Chicken embryos have been altered so that the birds grow dinosaur-like snouts - Errorcod3
http://www.nature.com/news/dino-chickens-reveal-how-the-beak-was-born-1.17507

======
robinhouston
Two quotes from the article:

> The research … does not aim to engineer flocks of hybrid ‘dino-chickens’ or
> to resurrect dinosaurs, says Bhart-Anjan Bhullar

> But applying these insights to engineering ‘dino-chickens’ has proved
> difficult, [Jack Horner] says. “We’re having a little more trouble with the
> tail. There are so many components.” Other anatomical features could be
> altered by tinkering with development proteins, Horner adds. “It gives us a
> lot of opportunities to think about making new kinds of animals.”
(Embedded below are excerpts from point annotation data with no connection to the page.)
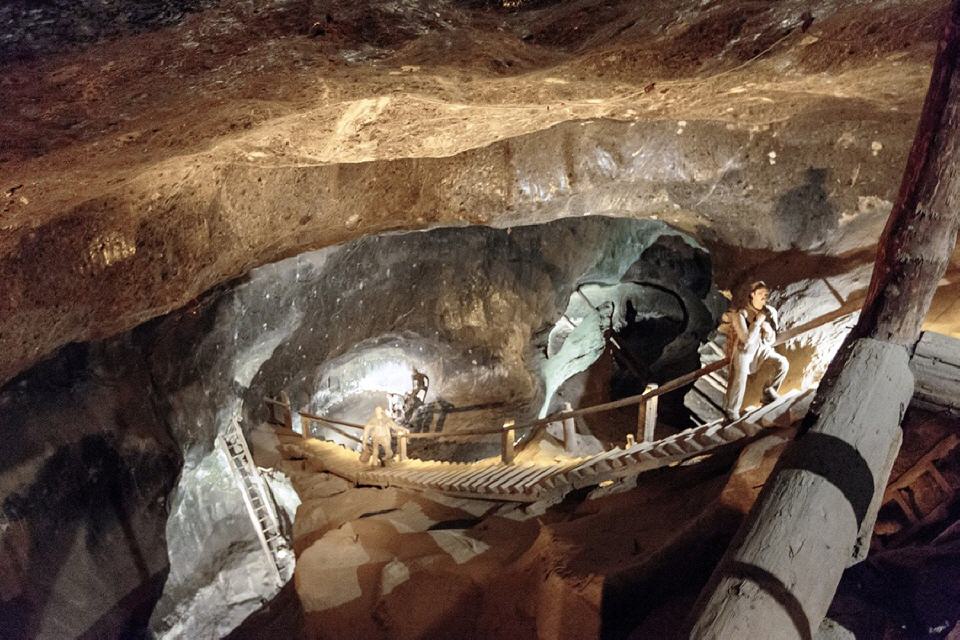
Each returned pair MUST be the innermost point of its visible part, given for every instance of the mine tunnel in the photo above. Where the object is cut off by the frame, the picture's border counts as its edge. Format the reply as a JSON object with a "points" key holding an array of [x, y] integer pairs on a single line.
{"points": [[479, 319]]}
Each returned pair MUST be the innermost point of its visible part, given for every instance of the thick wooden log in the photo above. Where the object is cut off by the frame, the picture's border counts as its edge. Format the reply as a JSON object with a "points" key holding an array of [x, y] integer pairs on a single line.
{"points": [[780, 574], [921, 232], [936, 366]]}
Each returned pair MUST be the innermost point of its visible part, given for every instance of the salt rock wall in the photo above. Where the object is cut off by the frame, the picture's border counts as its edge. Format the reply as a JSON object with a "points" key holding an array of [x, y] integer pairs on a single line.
{"points": [[111, 477]]}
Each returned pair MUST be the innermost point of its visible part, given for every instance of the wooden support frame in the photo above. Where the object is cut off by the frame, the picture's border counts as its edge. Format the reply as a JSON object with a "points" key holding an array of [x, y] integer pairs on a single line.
{"points": [[507, 440], [779, 575]]}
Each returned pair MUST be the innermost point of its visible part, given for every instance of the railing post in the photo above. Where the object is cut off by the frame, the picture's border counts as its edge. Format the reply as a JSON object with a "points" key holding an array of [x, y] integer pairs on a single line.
{"points": [[288, 416], [569, 430], [507, 438], [647, 416]]}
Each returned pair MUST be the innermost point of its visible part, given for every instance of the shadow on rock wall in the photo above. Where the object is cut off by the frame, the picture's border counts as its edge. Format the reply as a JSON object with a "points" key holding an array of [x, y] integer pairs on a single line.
{"points": [[98, 432]]}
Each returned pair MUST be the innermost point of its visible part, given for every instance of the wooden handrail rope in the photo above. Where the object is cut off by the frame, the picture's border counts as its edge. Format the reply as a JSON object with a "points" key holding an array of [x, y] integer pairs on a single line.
{"points": [[665, 388]]}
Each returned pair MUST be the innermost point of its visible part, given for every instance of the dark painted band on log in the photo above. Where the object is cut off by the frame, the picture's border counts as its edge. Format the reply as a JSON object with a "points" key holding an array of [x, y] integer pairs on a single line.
{"points": [[836, 462], [775, 588]]}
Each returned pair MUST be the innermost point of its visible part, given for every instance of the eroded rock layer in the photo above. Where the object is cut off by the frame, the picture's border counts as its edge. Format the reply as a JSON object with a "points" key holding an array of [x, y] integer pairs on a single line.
{"points": [[187, 144]]}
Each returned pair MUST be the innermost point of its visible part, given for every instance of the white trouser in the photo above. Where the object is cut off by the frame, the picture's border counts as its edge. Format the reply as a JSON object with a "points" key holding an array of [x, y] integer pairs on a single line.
{"points": [[742, 364]]}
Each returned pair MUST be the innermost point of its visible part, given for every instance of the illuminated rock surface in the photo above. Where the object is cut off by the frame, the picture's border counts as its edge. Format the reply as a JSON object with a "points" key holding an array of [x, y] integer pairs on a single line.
{"points": [[153, 154]]}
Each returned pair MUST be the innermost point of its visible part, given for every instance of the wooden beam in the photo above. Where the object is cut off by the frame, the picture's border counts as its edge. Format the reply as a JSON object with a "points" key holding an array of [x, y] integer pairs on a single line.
{"points": [[781, 571]]}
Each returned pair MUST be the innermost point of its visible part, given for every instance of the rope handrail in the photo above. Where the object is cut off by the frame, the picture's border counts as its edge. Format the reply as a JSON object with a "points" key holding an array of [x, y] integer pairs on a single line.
{"points": [[637, 399]]}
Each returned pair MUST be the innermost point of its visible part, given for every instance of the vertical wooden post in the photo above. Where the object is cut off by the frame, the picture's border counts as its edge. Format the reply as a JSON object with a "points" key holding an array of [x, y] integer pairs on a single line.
{"points": [[288, 415], [569, 430], [507, 439], [780, 573], [647, 416]]}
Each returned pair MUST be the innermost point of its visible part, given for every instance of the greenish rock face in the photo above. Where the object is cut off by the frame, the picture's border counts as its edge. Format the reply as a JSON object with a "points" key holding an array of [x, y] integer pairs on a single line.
{"points": [[479, 310]]}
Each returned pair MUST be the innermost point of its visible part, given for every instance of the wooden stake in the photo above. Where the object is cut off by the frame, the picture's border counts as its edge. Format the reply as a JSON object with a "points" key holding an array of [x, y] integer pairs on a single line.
{"points": [[781, 571], [507, 439], [647, 416]]}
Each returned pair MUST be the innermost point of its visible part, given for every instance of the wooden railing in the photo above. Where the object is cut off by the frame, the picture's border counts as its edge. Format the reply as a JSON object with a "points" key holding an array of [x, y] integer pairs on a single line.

I think this means that Bhart-Anjan Bhullar does not aim to engineer flocks of
dino-chickens, but that Jack Horner does.

------
jws
Headline disorder: The researcher is quoted in the article: _" I would not say
we gave birds snouts.”_

------
derefr
Sounds like the inhibition of a similar protein to the one that leads to
Cyclopia in humans. (You can google the term, but I wouldn't recommend it.)

------
gooseus
> The altered chicks still had a flap of skin over their would-be beaks, so
> the difference is not obvious, says Bhullar. “Looking at these animals
> externally, you would still think it’s a beak. But if you saw the skeleton,
> you’d just be very confused," he says. "I would not say we gave birds
> snouts.”

But hey, he's just a scientist, what does he know about generating clicks?

Cool research though

EDIT - Seems the title was edited to be less "Scientists create..." but I
stand by my comment since it obviously got to the front page with that
original title and people should be shamed for profiting from sensationalism

------
loco5niner
Click-bait

------
grimmdude
Mmmmmm dinosaur-like snouts. Off to McD's for some nugs!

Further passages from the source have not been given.